By David B. Smith
Tonight Lisa and I drive to Pasadena to participate in our favorite December tradition: a sing-along Handel’s Messiah. The church is gloriously decorated; there’s an orchestra and classically trained soloists. Then there’s the two of us in the back row, doing our best to hit the right notes (“do no harm” is our mantra) and participate in the glory of the “Hallelujah Chorus.”
As the Christian believer considers the end of all things, and the Bible’s many promises about the new and unspoiled and everlasting earth, Handel chose this hopeful verse: The kingdom of this world is become the kingdom of our Lord, and of His Christ; and He shall reign forever and ever.

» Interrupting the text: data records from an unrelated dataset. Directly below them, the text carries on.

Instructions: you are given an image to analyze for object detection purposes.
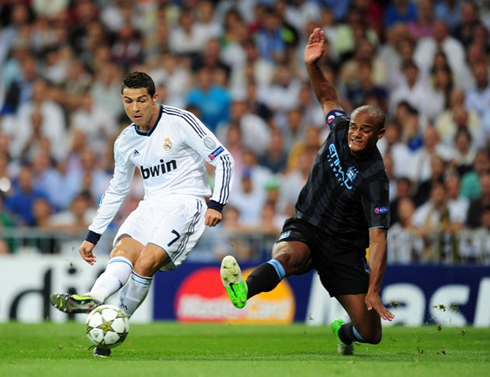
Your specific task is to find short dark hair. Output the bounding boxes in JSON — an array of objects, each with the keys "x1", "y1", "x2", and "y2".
[
  {"x1": 351, "y1": 105, "x2": 386, "y2": 131},
  {"x1": 121, "y1": 72, "x2": 156, "y2": 97}
]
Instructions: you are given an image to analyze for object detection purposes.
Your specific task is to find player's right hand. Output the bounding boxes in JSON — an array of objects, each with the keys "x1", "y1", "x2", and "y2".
[
  {"x1": 304, "y1": 27, "x2": 325, "y2": 64},
  {"x1": 78, "y1": 241, "x2": 97, "y2": 266}
]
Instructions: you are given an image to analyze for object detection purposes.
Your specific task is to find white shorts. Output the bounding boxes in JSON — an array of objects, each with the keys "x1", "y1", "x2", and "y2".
[{"x1": 114, "y1": 195, "x2": 206, "y2": 271}]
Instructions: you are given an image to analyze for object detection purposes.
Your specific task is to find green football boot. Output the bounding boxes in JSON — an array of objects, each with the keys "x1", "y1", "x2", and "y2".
[
  {"x1": 49, "y1": 293, "x2": 100, "y2": 313},
  {"x1": 220, "y1": 255, "x2": 248, "y2": 309},
  {"x1": 330, "y1": 319, "x2": 354, "y2": 356}
]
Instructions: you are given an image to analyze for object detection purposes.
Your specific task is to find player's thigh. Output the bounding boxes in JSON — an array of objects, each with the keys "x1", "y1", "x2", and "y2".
[
  {"x1": 110, "y1": 235, "x2": 144, "y2": 266},
  {"x1": 336, "y1": 294, "x2": 381, "y2": 343},
  {"x1": 271, "y1": 241, "x2": 312, "y2": 276},
  {"x1": 145, "y1": 196, "x2": 206, "y2": 271}
]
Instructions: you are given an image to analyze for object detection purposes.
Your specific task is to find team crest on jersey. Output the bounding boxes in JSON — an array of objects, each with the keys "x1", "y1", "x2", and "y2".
[
  {"x1": 202, "y1": 136, "x2": 216, "y2": 149},
  {"x1": 327, "y1": 144, "x2": 358, "y2": 190},
  {"x1": 163, "y1": 137, "x2": 172, "y2": 151},
  {"x1": 374, "y1": 206, "x2": 388, "y2": 215}
]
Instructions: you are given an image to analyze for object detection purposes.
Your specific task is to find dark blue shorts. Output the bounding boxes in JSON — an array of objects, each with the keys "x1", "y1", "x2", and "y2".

How much good news is packed into this chorus of triumph from Revelation 11:15? First, the new earth is eternal. It will last forever and so will its inhabitants. Even as a mathematics professor who routinely draws sideways eights on the whiteboard to represent infinity, I cannot fathom living forever. Peering down the number line of God’s gracious eternity and knowing that the years and anniversaries and Sabbaths and Christmases will never, ever end.

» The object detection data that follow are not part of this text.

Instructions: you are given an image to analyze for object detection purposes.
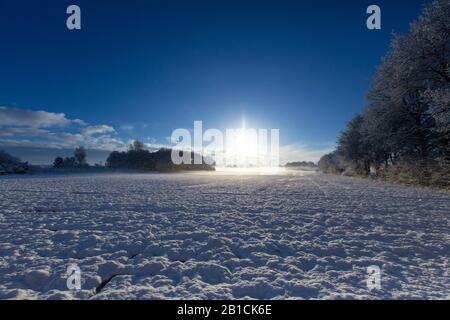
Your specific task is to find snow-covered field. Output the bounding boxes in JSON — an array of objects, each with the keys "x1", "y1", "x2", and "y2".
[{"x1": 0, "y1": 172, "x2": 450, "y2": 299}]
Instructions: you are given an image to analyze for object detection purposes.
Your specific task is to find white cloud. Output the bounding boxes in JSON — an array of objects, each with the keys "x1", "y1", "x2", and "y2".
[
  {"x1": 0, "y1": 107, "x2": 126, "y2": 151},
  {"x1": 83, "y1": 124, "x2": 115, "y2": 136},
  {"x1": 0, "y1": 107, "x2": 86, "y2": 128}
]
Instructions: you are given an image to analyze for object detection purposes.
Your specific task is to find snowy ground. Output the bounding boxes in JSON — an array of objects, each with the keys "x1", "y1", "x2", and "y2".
[{"x1": 0, "y1": 172, "x2": 450, "y2": 299}]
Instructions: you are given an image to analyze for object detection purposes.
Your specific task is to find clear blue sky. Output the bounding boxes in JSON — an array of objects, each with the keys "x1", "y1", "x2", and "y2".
[{"x1": 0, "y1": 0, "x2": 428, "y2": 164}]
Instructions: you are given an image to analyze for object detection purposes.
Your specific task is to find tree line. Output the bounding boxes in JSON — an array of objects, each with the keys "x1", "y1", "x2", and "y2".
[{"x1": 319, "y1": 0, "x2": 450, "y2": 187}]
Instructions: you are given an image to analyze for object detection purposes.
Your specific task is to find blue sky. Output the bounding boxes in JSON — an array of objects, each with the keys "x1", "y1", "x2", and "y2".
[{"x1": 0, "y1": 0, "x2": 427, "y2": 162}]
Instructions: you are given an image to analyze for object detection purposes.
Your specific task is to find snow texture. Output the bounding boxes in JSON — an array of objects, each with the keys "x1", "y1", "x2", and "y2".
[{"x1": 0, "y1": 172, "x2": 450, "y2": 299}]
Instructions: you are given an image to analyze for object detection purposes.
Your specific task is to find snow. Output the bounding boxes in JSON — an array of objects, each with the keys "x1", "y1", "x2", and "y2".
[{"x1": 0, "y1": 171, "x2": 450, "y2": 299}]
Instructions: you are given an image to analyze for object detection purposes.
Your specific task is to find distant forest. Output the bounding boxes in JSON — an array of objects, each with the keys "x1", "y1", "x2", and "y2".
[{"x1": 319, "y1": 0, "x2": 450, "y2": 188}]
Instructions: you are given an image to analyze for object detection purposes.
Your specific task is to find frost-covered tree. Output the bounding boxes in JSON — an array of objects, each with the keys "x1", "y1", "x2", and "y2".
[{"x1": 326, "y1": 0, "x2": 450, "y2": 188}]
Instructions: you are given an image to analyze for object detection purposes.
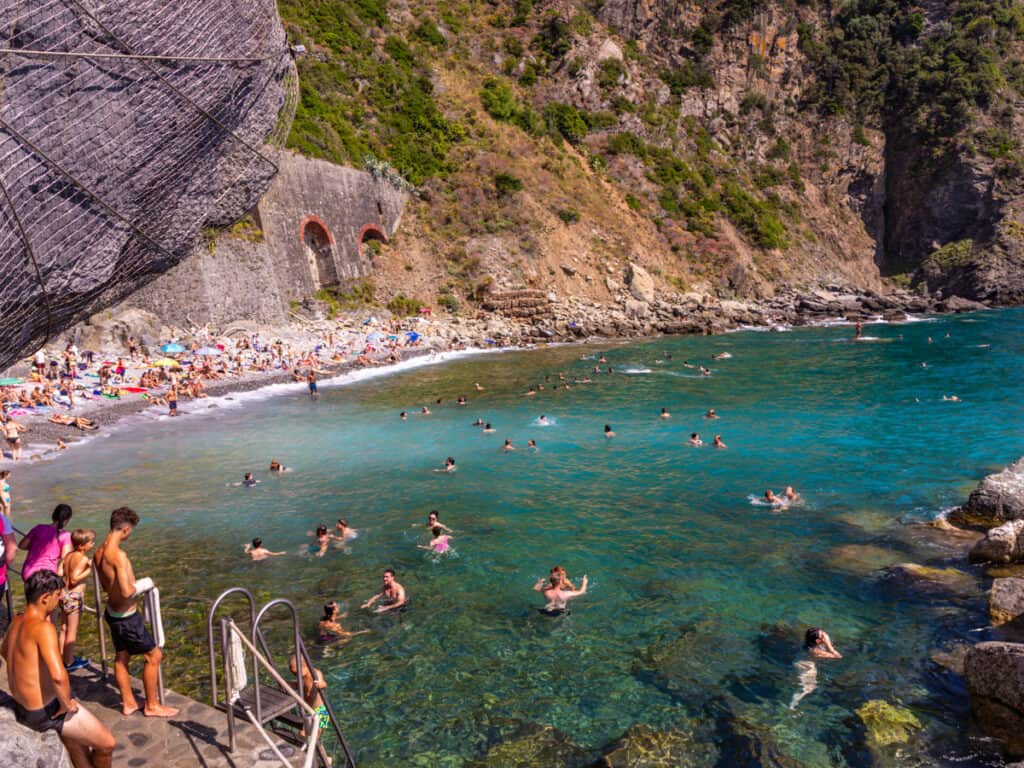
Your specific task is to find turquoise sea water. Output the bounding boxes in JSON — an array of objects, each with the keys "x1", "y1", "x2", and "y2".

Think of how deadlines press down upon us; there are more goals than time and will to accomplish them. In heaven, a vast forever spreads out before us, and we will have the vitality and energy to plunge into one rewarding activity after another. There will be unlimited tomorrows and boundless talent resources at our fingertips.

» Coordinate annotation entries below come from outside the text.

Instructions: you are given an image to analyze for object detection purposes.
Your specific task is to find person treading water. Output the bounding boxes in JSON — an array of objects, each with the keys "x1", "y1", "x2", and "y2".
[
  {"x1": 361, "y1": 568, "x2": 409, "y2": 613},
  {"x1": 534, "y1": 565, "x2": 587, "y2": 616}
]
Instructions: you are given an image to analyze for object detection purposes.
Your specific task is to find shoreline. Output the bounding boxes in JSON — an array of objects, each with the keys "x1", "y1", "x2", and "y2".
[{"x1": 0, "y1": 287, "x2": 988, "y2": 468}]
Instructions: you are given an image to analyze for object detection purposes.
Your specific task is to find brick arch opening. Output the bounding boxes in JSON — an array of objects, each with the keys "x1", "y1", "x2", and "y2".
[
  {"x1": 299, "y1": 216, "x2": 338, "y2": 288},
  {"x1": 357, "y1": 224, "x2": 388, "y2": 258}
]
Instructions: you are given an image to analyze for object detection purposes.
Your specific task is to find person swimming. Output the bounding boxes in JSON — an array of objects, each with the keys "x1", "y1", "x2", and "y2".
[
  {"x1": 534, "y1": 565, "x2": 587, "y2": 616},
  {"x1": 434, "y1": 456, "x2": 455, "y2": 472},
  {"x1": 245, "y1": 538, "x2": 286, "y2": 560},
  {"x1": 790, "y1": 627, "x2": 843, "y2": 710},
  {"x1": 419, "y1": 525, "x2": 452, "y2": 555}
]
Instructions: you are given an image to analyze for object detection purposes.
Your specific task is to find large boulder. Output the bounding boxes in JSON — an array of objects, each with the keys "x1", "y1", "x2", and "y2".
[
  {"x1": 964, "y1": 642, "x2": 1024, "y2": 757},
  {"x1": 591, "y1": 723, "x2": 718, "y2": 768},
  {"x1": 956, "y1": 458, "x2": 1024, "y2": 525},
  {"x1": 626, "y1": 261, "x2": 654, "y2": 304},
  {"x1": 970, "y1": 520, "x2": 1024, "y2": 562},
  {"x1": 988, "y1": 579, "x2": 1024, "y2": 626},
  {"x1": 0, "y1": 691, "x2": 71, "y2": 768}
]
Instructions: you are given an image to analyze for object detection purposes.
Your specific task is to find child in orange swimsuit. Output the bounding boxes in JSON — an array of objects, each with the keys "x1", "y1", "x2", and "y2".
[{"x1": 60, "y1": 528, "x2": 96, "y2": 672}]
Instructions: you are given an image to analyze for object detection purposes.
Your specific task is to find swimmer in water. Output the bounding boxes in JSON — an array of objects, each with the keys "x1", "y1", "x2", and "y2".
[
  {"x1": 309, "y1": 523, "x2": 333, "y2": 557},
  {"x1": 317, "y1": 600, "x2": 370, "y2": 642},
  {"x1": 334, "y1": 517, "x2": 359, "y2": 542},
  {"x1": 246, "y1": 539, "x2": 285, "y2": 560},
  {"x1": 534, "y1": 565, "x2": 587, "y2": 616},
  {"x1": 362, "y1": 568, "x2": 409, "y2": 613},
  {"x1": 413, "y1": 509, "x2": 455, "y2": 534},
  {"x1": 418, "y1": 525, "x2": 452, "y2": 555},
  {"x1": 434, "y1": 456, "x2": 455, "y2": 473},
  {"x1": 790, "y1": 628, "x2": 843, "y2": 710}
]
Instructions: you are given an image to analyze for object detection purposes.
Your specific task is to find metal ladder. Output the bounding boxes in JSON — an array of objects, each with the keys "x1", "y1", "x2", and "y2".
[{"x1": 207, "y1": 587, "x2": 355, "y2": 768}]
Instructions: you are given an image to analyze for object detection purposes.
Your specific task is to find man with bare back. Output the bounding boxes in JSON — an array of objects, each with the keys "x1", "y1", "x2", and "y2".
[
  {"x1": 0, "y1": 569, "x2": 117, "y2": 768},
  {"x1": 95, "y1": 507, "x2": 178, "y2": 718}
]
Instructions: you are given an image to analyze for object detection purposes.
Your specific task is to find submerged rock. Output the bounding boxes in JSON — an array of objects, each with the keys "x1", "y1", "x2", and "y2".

My daughter Karli is a Ph.D. graduate, leaving her daddy in the dust in terms of differential calculus theorems. I noticed in her university’s library a long row of references books and discovered that these were not the great mathematics treatises being written by bright geniuses around the world — no, these were simply the references for those term papers and published theorems. The boundaries of mathematical exploration are being continually expanded. That perhaps makes you want to sag and go watch some sitcoms on TV, but the good news is that we will enjoy an eternity of learning, of exploring, of being guided by the mind of God Himself as we chart new frontiers of knowledge and fascinating discoveries. We will never be bored, because our grand society will be led by an infinite Savior.
Secondly, this world will be our home. Not the broken, scarred, obscenely ravaged and cynically artificial place it’s become now, but the original virgin planet: the clean, untainted, brimming-with-native-life blue sphere as Christ suspended in the center of His universe. We’ll look up at night and see the same beautiful moon. The planets and stars will continue in their orbits. The sun will keep shining. We will travel to familiar places and enjoy sweet memories.
More good news: the City that is heaven will descend to earth (Revelation 21:2) and be the capital of that better land. We sometimes spiritualize away the idea of heaven, but the Bible cheerfully contradicts that vaporous heresy! Jesus, the King of the reborn earth, is a real Man! After the resurrection, His friends still knew Him; He ate meals with them and was a tangible and restored companion. And the city of God is a real place marked by an atmosphere of healing and light. It has measurable dimensions and golden streets and twelve gates — the Bible describes each as being constructed of a single pearl! (Richard Coffen points out the perhaps intended cosmic irony: pearls are created in response to an intruder, an irritant — and the glories of heaven’s welcoming gates are the end result of our sad experiment with evil.)
Other familiar things about this world, though, will be graciously erased. The scars of sin will have been taken away; the tectonic plates will never slip; the hurricanes won’t blow and the seas won’t roar. It will be a friendly world again, healed and held together by the King who reigns on the throne.
Which is the best news of all — Jesus as our eternal Lord. The new earth will be a home bathed by the mind of Christ, governed by the Beatitudes, maintained by acts of service and ministry. It will be a united and worshiping society. Revelation 22:3: His servants shall serve HIM. After all Jesus has done for us, it will be wonderful to do things for Him and offer Him endless thanks and praise.
I once preached a sermon with the title “Always Trading Up.” Our ideas of heaven are limited by sin and truncated human ideals. We can know that every essay written about the new earth – including this one – will make us blush when we take our first steps onto that pristine beach! Our word pictures and imaginations will have fallen so far short! Paul writes in 1 Corinthians 2:9: No eye has seen, no ear has heard, no mind has conceived what God has prepared for those who love Him. But all good things we think are invaluable in this fragile world will be better, higher, stronger, finer . . . and certainly more joyous. We needlessly fret about Jesus’ statement that in heaven, we won’t be married — until we realize we will be “like the angels,” a higher and more glorified society that surely enjoys intimate and comforting relationships and familial bonds beyond anything we can dream.
All these eternal things are real because our living Lord promises them to us. Choose every day to believe His promises. Mark every day’s path by your decision that heaven is our home, and we will be there soon.